Aux Fagaceae sont attribuées près d’un millier d’espèces (927 selon Christenhusz et Byng, 969 selon The Plant List), réparties en 8 genres et 2 sous-familles :

  • Fagoideae avec Fagus, regroupant une douzaine d’espèces caduques des régions tempérées de l’hémisphère nord ;
  • Quercoideae comprenant les autres genres :

Castanea Mill., 8 espèces décidues de l’hémisphère nord ;

Castanopsis (D.Don) Spach, 120 espèces à feuilles persistantes des régions tropicales et subtropicales d’Asie centre-orientale, continentales et insulaires ;

Castanea sativa

Les inflorescences du Châtaignier (Castanea sativa) sont également des chatons érigés unisexués ou mixtes. C’est l’une des espèces d’arbres à floraison tardive © G. Mazza

Chrysolepis Hjelmq., 2 espèces à feuilles persistantes de la côte ouest-américaine, entre la Californie et l’État de Washington ;

Lithocarpus Blume, environ 300 espèces à feuilles persistantes dans une aire similaire à celle des Castanopsis mais absente de la péninsule indienne ;

Notholithocarpus Manos, Cannon & S.H.Oh, 1 espèce sempervirente de Californie et de l’Oregon ;

Quercus L., 530 espèces caduques, semi-persistantes et sempervirentes, distribuées dans tout l’hémisphère nord ;

Trigonobalanus Forman, 3 espèces à feuilles persistantes aux aires de répartition disjointes ; en 1989, Nixon et Crepet ont proposé la division du genre en 3 nouveaux genres monospécifiques : Trigonobalanus Forman et Formanodendron Nixon & Crepet (Sud-Est asiatique), Colombobalanus Nixon & Crepet (Colombie).

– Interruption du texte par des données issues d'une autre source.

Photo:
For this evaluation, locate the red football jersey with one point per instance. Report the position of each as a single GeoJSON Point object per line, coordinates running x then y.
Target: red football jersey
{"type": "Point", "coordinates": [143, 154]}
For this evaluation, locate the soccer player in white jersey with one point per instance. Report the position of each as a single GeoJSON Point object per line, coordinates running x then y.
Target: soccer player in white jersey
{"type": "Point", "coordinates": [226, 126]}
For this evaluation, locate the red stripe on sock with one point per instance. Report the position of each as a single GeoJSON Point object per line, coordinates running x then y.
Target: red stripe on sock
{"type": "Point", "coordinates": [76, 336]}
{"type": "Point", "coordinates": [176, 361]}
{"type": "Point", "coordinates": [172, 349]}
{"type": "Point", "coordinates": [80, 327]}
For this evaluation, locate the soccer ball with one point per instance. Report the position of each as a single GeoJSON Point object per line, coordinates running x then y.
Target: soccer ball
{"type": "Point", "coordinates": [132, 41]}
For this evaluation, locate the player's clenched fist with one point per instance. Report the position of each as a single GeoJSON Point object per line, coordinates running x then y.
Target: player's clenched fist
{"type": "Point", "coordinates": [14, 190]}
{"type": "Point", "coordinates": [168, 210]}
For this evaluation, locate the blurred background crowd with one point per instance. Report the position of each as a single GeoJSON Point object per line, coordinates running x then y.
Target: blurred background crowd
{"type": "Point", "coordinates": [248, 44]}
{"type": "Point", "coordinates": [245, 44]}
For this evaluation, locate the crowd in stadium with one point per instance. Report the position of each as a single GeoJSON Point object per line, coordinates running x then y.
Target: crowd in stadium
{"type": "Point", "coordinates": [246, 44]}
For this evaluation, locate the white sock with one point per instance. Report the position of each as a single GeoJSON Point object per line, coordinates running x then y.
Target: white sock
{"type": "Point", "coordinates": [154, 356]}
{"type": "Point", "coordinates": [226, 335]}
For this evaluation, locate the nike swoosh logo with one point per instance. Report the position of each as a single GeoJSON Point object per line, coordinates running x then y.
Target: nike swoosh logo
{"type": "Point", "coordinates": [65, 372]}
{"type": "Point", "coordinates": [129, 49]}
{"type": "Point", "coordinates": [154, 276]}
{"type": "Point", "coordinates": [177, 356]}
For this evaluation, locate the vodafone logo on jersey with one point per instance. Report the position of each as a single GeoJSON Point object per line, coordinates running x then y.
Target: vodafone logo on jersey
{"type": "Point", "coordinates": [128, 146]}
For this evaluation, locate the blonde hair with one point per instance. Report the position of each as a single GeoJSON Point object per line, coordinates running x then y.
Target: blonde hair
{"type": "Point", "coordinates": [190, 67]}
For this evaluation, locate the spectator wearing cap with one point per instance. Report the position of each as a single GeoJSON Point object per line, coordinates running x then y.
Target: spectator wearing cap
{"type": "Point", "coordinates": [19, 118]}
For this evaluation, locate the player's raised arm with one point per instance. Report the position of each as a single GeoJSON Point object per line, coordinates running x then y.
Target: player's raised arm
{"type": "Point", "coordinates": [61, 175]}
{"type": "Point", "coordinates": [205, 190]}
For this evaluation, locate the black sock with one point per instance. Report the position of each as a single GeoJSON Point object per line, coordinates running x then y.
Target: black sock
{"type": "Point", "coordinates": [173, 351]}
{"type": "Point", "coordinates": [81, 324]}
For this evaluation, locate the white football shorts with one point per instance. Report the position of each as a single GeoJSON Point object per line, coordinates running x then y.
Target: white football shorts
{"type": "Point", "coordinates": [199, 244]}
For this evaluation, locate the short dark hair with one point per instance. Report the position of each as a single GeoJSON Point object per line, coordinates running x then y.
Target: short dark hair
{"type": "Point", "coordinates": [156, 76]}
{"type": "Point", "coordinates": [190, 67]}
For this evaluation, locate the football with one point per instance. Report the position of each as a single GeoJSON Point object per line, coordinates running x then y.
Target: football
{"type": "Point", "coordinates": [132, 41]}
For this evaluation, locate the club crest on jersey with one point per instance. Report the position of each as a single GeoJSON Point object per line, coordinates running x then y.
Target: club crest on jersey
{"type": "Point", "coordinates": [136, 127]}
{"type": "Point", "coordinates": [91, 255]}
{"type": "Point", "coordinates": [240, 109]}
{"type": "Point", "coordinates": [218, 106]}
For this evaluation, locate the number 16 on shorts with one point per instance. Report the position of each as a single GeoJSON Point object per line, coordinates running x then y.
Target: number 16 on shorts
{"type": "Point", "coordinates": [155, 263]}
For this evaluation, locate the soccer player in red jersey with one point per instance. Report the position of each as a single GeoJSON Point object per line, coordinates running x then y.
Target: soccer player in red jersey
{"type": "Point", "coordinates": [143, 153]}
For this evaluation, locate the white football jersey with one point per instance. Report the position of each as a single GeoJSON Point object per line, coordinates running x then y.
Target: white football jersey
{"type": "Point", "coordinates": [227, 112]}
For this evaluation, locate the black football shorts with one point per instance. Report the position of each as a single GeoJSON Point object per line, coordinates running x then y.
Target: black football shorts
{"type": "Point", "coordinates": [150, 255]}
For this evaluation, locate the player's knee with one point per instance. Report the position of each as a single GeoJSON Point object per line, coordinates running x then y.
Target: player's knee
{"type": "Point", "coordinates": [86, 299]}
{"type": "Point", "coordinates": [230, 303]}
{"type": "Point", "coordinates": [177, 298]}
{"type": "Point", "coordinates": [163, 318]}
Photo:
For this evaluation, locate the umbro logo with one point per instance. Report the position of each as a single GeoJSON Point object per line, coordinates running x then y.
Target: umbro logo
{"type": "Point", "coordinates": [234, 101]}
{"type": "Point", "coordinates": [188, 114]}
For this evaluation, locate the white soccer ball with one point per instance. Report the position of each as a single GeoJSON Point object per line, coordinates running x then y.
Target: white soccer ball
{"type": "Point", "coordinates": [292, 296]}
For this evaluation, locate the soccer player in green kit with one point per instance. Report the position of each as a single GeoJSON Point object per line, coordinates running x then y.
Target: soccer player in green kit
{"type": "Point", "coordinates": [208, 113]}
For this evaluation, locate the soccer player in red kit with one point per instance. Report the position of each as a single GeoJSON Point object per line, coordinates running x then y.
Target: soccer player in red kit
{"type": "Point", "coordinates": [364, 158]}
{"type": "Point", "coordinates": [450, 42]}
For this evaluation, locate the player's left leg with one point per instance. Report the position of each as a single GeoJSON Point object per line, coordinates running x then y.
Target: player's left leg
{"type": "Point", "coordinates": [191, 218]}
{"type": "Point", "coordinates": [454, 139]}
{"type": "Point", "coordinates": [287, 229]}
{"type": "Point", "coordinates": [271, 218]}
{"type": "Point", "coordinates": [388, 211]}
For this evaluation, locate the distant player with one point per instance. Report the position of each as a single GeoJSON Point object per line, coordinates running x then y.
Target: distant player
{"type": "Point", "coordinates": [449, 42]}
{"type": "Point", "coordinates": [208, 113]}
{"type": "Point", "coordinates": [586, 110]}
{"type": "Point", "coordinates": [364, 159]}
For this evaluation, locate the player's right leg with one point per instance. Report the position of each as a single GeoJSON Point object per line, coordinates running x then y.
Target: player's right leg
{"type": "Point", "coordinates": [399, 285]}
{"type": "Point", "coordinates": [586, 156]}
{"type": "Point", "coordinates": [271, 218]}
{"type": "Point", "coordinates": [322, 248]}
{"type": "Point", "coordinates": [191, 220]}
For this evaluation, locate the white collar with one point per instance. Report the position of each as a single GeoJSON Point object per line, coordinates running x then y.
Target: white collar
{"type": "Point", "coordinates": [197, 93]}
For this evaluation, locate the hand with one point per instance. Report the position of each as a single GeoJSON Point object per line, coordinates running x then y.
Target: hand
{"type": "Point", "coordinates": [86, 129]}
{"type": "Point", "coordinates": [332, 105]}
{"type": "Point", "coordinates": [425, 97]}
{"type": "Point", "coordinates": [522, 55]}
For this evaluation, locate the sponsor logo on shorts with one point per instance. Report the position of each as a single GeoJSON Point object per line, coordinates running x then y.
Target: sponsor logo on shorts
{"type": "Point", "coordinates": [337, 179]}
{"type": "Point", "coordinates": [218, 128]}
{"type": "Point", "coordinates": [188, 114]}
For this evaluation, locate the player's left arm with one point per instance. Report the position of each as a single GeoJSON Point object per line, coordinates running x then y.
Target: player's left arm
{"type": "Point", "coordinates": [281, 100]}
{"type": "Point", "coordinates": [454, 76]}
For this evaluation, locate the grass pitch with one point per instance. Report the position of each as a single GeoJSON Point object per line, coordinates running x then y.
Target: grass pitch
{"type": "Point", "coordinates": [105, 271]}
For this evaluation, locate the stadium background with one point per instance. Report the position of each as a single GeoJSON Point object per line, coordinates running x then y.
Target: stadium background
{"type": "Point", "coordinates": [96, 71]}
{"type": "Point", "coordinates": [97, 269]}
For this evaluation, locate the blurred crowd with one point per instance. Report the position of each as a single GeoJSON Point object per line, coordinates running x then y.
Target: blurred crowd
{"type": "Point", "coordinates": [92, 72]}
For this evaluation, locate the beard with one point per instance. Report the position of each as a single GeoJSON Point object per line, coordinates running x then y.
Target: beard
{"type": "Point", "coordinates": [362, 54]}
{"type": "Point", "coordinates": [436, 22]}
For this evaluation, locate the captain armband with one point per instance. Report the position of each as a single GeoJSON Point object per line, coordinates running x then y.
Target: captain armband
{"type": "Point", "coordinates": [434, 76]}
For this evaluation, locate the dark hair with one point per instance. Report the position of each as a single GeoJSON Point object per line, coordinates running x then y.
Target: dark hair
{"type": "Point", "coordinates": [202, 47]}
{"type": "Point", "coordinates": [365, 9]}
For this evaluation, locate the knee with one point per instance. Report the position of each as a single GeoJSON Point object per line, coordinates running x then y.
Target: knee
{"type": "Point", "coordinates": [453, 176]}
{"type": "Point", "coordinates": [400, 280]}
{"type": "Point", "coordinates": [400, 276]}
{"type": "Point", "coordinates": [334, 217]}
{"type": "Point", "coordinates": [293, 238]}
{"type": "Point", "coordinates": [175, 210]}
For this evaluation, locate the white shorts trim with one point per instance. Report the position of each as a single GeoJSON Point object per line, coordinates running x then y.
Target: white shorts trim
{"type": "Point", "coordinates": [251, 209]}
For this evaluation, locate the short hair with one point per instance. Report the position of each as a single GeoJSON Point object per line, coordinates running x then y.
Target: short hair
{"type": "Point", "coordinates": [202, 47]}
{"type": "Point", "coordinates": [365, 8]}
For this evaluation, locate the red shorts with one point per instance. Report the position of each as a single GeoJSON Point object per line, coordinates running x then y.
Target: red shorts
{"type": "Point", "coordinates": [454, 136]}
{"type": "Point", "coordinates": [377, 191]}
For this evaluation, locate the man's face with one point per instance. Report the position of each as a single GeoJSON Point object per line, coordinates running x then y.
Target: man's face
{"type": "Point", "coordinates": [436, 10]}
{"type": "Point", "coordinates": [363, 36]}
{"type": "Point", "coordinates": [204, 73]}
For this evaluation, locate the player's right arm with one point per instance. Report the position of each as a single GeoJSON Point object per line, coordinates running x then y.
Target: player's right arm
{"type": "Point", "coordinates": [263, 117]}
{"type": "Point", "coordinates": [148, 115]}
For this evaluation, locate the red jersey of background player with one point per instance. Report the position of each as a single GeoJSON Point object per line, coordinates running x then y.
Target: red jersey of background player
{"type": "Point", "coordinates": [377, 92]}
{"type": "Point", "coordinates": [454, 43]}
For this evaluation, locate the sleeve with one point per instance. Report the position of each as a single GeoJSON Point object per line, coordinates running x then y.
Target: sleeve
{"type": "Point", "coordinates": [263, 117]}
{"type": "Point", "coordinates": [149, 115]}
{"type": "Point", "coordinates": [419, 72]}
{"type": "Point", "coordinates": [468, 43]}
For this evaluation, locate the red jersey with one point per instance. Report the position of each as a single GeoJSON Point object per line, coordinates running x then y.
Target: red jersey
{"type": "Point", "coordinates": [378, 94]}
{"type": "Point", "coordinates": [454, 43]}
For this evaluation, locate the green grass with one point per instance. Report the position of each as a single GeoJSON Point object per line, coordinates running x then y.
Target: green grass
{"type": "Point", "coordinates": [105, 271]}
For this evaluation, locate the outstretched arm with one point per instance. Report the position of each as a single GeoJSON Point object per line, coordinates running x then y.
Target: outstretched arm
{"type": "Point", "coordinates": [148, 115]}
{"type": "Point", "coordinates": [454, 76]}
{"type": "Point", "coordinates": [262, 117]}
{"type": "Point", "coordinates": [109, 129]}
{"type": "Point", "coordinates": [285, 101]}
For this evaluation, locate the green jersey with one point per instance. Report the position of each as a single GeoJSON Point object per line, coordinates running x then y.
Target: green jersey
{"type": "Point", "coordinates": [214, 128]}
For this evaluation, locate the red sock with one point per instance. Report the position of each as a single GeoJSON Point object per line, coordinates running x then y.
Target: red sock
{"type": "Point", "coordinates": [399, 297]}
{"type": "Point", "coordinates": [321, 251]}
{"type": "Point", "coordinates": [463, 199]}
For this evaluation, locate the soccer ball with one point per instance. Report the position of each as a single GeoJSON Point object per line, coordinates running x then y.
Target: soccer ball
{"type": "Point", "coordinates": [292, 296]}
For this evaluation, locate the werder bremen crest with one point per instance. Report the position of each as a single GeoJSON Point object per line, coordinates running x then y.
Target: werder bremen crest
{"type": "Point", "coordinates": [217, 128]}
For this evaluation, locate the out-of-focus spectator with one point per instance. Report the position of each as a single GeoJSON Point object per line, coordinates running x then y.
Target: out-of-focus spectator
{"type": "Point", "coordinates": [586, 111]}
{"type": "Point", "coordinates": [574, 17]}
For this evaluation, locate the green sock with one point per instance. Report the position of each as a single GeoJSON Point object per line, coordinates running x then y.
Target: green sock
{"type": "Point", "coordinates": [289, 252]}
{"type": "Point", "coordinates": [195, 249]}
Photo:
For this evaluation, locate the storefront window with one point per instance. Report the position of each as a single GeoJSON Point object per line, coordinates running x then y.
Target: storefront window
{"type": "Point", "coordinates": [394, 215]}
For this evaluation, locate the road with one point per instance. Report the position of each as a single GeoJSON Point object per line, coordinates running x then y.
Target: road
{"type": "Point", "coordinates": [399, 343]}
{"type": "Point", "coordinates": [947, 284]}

Outre le transfert drastique du genre Nothofagus vers une autre famille et la proposition de démembrer le genre Trigonobalanus, diverses espèces de Fagaceae sont considérées comme ‘critiques’ et sujettes à des révisions taxonomiques.

Quercus ilex

L’yeuse présente cependant une variante. Ses fleurs mâles, montrées ici, sont réunies en chatons pendants, tandis que les inflorescences femelles sont courtes et dressées © Giuseppe Mazza

Par exemple, après avoir relevé du genre Pasania (Miq.) Oerst., Notholithocarpus densiflorus (Hook. & Arn.) Manos, Cannon & S.H.Oh, endémique de Californie et du sud de l’Oregon et unique espèce du genre, était jusqu’à il y a quelques années incluse dans le genre Lithocarpus Blume, puis a été intégrée au genre Lithocarpus. Le Hêtre d’Orient (F. orientalis Lipski), décrit initialement comme une espèce, a été intégré en 1986 dans l’espèce F. sylvatica L. (le Hêtre commun) avant d’être récemment restauré au rang d’espèce. Pour sa part, Quercus calliprinos Webb, classée comme espèce en 1838, a ensuite été successivement considérée comme une sous-espèce de Q. coccifera L. (entité sténo-méditerranéenne), puis ramenée au rang d’espèce, et désormais reconsidérée comme sous-espèce de Q. coccifera. En raison, aussi, du nombre élevé de taxons, c’est le genre Quercus qui fait l’objet des recherches taxonomiques les plus nombreuses au sein de cette famille.

Les Fagacées sont très communes et largement répandues dans les zones collinaires et montueuses de la plupart des régions tempérées, subtropicales et, quoique moins concernées, tropicales de l’hémisphère nord. Elles y forment des forêts qui peuvent être pures mais généralement mélangés à des conifères (principalement Abies, Picea et Pinus) et autres espèces à feuilles caduques. La variabilité des milieux qu’elles occupent reflète des besoins écologiques qui peuvent varier considérablement non seulement entre les genres mais aussi entre les espèces du même genre ; compte tenu des variantes existantes, il n’est pas possible de résumer brièvement les modalités de mise en œuvre des processus de développement et de régulation.

Fagaceae inflorescence

On compare ici l’inflorescence (chatons) mixte des fleurs mâles et femelles de Lithocarpus konishii, et celle unisexuée, exclusivement mâle, de Fagus sylvatica, qui est au contraire une inflorescence en capitule dont on voit clairement les étamines et les anthères. Sur la photo, le long du rachis tomenteux de Lithocarpus konishii, les fleurs mâles ont 10-12 longues étamines tandis que les femelles présentent un ovaire coniforme d’où émergent 3 (4) styles. Photos © Ming-I Weng (à gauche) et © Robert Combes (à droite)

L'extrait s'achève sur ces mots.